In the super middleweight division, the belt holder had an advantage that no champion in the state-of-the-art era has enjoyed. Four titles. Guaranteed events. No pressure to take risks. This leverage could have been used to bring in juvenile players and add depth to the division. Instead, it was spent on a controlled defense that protected the brand’s value while leaving the broader field untouched.
Names tell a story. Edgar Berlanga got a chance for the title, but he did not prove himself against elite competition. Jaime Munguia arrived with a bang but came out lackluster. William Scull signed up as a low-risk mandatory. Jermell Charlo, a 154-pounder, was elevated for commercial reasons, not divisional logic. John Ryder was tough, accessible and non-threatening.
None of these fights were scandalous in themselves. This is a problem. Taken individually, each defense may be valid. Taken together, they reveal a pattern: containment rather than cultivation.
How the Challenger pipeline was shut down
Newborn fighters at the age of 168 have never received the oxygen that only fighting in tents can provide. Without this exposure, they couldn’t build leverage. Without leverage they couldn’t create the opportunity. The division did not advance – it simply circled.
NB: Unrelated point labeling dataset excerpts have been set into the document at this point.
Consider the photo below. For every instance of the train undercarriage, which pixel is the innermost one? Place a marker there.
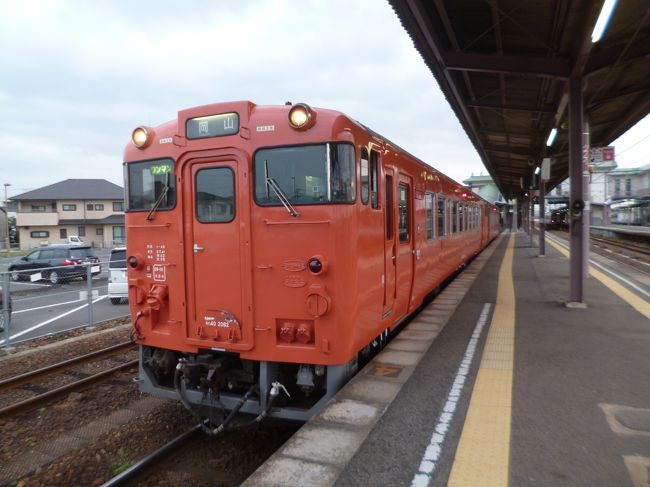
(224, 391)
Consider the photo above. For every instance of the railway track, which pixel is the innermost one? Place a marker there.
(30, 378)
(612, 249)
(199, 459)
(622, 245)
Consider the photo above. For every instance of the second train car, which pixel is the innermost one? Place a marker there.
(272, 248)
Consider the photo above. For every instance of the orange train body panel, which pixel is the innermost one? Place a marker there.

In the middleweight division, he suffered the same fate, but in a calmer form.
It has been a holding company for 160 years. The masters waited. The players waited. Potential unifications were never equal. The fighters fluctuated between weight classes, looking for opportunities rather than dominance. Without a clear center of gravity, the division lost its urgency.
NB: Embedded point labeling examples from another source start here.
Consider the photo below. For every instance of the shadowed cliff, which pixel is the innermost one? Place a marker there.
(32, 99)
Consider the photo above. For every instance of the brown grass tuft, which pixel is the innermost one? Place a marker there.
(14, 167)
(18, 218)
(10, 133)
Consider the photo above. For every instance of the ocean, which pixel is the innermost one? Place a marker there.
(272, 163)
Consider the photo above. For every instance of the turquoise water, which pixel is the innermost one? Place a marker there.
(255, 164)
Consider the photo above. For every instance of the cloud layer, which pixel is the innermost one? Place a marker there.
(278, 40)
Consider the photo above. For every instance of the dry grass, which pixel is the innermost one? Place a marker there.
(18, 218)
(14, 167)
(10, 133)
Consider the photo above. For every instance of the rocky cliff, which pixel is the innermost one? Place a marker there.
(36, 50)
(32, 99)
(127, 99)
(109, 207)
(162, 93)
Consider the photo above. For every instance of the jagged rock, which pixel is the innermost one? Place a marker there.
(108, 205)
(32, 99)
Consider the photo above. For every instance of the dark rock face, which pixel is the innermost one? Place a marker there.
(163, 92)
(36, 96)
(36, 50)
What should have been a prolific pool of talent at 160-168 has instead become a dead zone. The fighters either went up too early, came down too overdue, or stayed put with nothing to aim at.
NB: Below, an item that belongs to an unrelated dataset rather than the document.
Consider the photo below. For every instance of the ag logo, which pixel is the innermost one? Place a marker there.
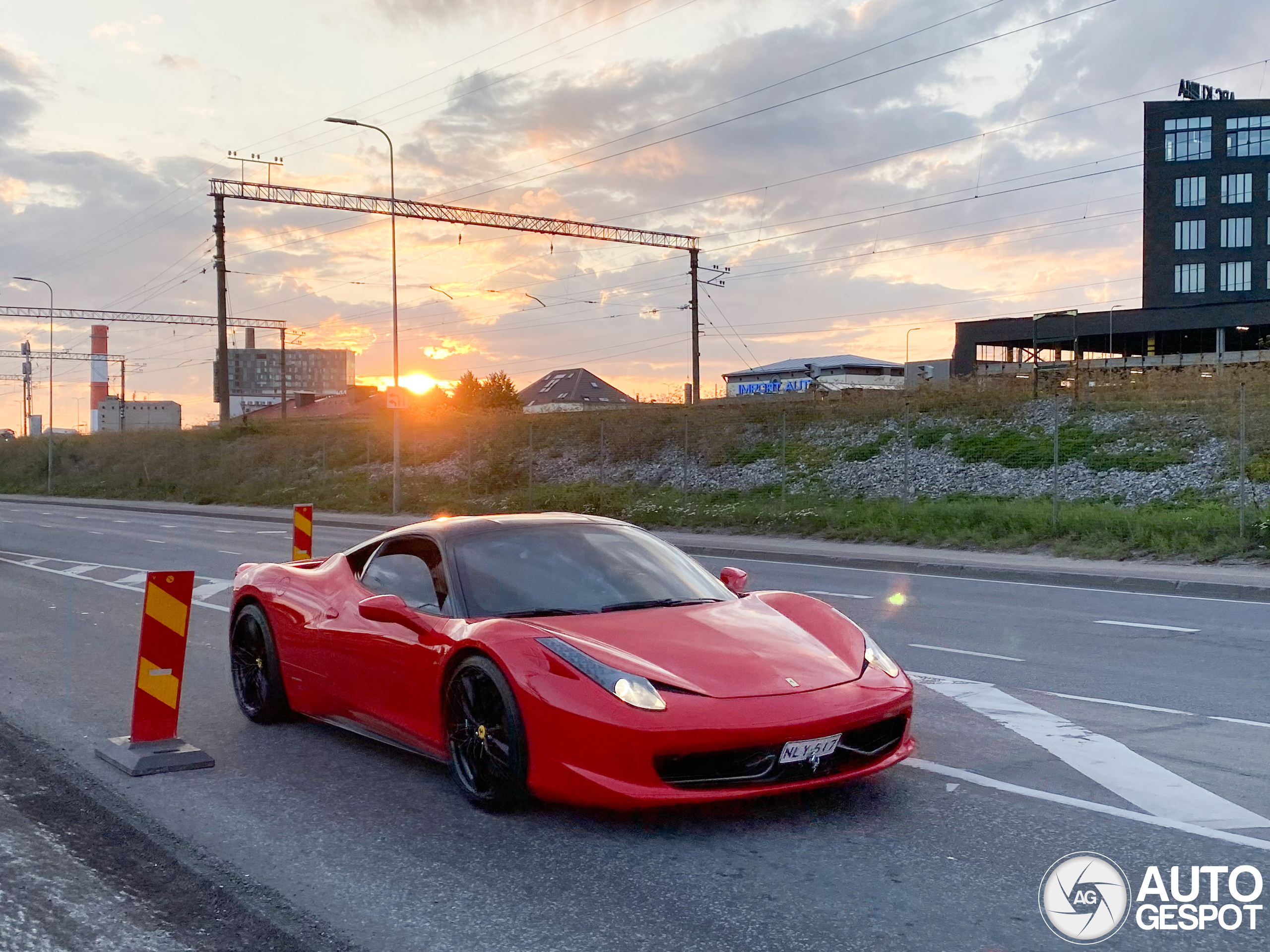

This isn’t about blaming one player for everything. It’s about recognizing how power shapes ecosystems. When a dominant champion repeatedly chooses safety, the cost isn’t just the thrill of competition – it’s developmental stagnation.
In well divisions, champions cause friction. They force challengers to rise or fall. They establish reference points. In the super middleweight division, that friction is gone. The belts remained energetic, but the division did not evolve.
This stagnation now has consequences. There are many talented players in the group of 168 players, but few have a recognizable profile. At 160 there are capable operators, but there is no clear hierarchy. Fans sense change, even if they don’t express it. The divisions appear to be on hold rather than competitive.
When mandates become the only movement
This is why mandatory challengers are starting to matter more in boxing. When voluntary ambition disappears, duty becomes the only remaining source of movement. Sanctioning authorities force fights not because they want to, but because without pressure nothing happens.
The irony is that the damage is not constant. One or two truly dicey matchups would immediately change the temperature. However, this requires a move away from risk management and towards division building – something that state-of-the-art boxing has largely abandoned.
Middleweight and super middleweight are not dead divisions. They are dormant. And dormancy is not due to lack of talent. This is due to lack of opportunities.
Until this changes, both weight classes will remain exactly where they are now: energetic on paper, stalled in reality.